Çok güveniyordu bana. Tutunacak tek dal gibi sarılıyor, seviyordu. En güvendiği varlığının ben olduğumu sezinletiyordum. Bu sevgisini, güvenini hiç kötüye kullanmadım. Daha akıllı, daha sevecen, yalansız, gerçekçi duygularla yaklaşıyordum kendisine. Buna yaraşır bir insandı. Çevrede sevilen bir çocuk, genç olmamdan son derece mutlu oluyordu. Yaşamımda yalansız, içten, dürüst davranma alışkanlığımı, anneciğimin sevgisiyle kazandığımı anladım. Bir türlü yalan söylemeyi başaramayışımda, anneciğimin önemli payı var. Anneciğime, başka çocuklarından hep farklıydım. Ben de kendisine, başka çocuklarından hep farklı, daha içten, daha saygılı, daha gerçekçi davranıyordum. Bunlar yapmacık değil, doğal davranışlarımdı.
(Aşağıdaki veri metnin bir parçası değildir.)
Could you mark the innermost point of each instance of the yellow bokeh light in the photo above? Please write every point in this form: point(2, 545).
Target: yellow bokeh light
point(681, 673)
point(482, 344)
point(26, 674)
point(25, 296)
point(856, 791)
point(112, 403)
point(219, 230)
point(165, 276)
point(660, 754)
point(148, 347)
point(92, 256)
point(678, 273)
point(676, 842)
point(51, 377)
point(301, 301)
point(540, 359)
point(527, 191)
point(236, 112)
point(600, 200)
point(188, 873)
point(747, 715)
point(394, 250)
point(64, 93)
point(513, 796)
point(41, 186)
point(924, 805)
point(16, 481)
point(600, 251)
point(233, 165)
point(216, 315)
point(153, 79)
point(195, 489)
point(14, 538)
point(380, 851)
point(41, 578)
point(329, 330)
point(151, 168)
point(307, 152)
Bir Anadolu kadınının çektiği çilleri benliğinde yaşadı. Yarı aç, yarı tok günün ışınlarıyla tarlaya varıp karanlık çökünceye dek, elindeki kazmayla, toprakla savaşır, ekinleri ekmeye, biçmeye çalışırdı. Bunları geçimini sağlamak, çocuklarını beslemek için yapmanın dışında başka bir amacı olmazdı.

Kırsal alanda yaşayan kadınlar gibi bilgi dağarcığı çok sınırlıydı. Doğduğu köyün, komşu köylerin dar sınırları içinde yaşamıştı. İstanbul’a yanıma getirdiğimde, kendisi için yeni dünyalar görmeye başlamıştı. Arabamla İstanbul’un güzel yerlerini tümüne yakınını gezdirmiştim. Buralarda yine doğduğu, yaşadığı köyü özler gibi duygular içinde olduğunu sezinliyordum.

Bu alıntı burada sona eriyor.